Procurado pela Folha de S.Paulo, Eduardo externou que cogita deixar definitivamente o procuração: “Ainda tenho assessor meu dando inputs. Não consigo sovar martelo se houver escolha. O prazo acabará no término de julho. Mas, se for necessário, eu não volto ao Brasil”.
A licença solene de Eduardo termina na próxima semana. Ele está longínquo desde março, quando decidiu permanecer nos Estados Unidos, alegando receio de prisão no Brasil, mesmo sem qualquer ordem judicial à era. O parlamentar afirmou que a decisão foi “a mais difícil da sua vida”.
Desde logo, a Procuradoria-Universal da República pediu e obteve junto ao STF a buraco de questionário contra o deputado. A PGR sustenta que Eduardo tem articulado, com espeque de empresários e aliados americanos, sanções contra membros do Supremo Tribunal Federalista — em próprio Alexandre de Moraes — e contra integrantes da Polícia Federalista e do Ministério Público Federalista.
De convénio com o órgão, as ações do deputado podem configurar crimes uma vez que filtração, embaraço a investigação e tentativa de supressão do Estado democrático de Recta. Em despacho recente, Moraes prorrogou por mais 60 dias o questionário, a pedido da Polícia Federalista, que alegou possuir diligências ainda pendentes.
Nos Estados Unidos, Eduardo Bolsonaro manteve reuniões com autoridades da Morada Branca, do Departamento de Estado e com aliados próximos do presidente Donald Trump. A intenção, segundo apuração da prelo, é sensibilizar o governo norte-americano sobre a atuação do STF brasiliano e substanciar a pressão externa.
A movimentação ocorre em meio à escalada de tensão diplomática entre Brasil e Estados Unidos, agravada pela tarifa de 50% imposta pelo governo Trump às exportações brasileiras, medida que entra em vigor em 1º de agosto.

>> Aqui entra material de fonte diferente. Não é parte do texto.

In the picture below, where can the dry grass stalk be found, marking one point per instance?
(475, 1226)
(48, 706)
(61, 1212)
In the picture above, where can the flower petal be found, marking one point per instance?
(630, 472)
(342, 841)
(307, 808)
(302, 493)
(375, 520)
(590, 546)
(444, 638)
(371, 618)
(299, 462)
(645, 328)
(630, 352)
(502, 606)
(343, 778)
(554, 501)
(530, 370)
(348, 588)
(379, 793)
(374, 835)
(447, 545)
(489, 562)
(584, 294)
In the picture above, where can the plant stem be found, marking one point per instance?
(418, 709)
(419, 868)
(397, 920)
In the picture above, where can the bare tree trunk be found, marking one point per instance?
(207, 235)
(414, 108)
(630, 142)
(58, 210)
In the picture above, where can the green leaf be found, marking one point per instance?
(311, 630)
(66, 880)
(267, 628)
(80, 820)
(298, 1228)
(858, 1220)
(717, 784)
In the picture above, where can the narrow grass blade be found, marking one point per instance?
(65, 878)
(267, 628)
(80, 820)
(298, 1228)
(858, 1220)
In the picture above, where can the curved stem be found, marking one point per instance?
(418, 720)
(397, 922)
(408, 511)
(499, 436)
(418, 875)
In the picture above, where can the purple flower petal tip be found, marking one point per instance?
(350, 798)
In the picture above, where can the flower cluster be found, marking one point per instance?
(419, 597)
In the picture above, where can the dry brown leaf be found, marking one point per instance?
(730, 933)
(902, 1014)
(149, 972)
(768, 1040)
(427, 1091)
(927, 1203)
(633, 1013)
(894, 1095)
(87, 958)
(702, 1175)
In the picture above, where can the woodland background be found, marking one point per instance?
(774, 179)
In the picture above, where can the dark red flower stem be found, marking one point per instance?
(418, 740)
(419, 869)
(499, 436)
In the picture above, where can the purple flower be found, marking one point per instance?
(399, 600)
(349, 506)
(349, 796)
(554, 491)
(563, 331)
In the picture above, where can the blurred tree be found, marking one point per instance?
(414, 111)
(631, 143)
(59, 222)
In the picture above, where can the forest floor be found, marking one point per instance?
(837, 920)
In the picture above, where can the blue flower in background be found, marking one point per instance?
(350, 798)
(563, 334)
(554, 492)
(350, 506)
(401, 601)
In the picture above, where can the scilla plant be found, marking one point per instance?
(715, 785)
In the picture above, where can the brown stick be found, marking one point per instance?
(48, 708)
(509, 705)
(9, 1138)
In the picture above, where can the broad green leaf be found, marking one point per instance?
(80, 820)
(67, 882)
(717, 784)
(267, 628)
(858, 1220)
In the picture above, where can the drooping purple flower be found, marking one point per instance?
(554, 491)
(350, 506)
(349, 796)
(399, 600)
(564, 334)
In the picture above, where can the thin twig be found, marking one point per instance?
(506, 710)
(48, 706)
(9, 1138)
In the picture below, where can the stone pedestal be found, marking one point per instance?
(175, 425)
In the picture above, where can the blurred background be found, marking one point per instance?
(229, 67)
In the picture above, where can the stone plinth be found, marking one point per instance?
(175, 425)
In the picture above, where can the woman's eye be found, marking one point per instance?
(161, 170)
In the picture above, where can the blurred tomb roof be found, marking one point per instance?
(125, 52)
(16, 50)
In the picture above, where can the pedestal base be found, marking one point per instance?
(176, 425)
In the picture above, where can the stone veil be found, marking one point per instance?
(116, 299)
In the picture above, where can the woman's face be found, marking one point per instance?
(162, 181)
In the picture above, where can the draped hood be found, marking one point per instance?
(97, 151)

Na véspera da prorrogação do questionário, Trump declarou que o Brasil estaria promovendo uma “coisa horroroso” contra Jair Bolsonaro, a quem classificou uma vez que vítima de perseguição. A fala reforçou o clima de confronto entre o Planalto e a Morada Branca.
Eduardo mencionou ainda que pode possuir uma escolha legislativa para manter o procuração à intervalo. Ele citou a possibilidade de mudança no regimento da Câmara dos Deputados que permitiria, em casos “excepcionalíssimos”, o tirocínio remoto da função parlamentar.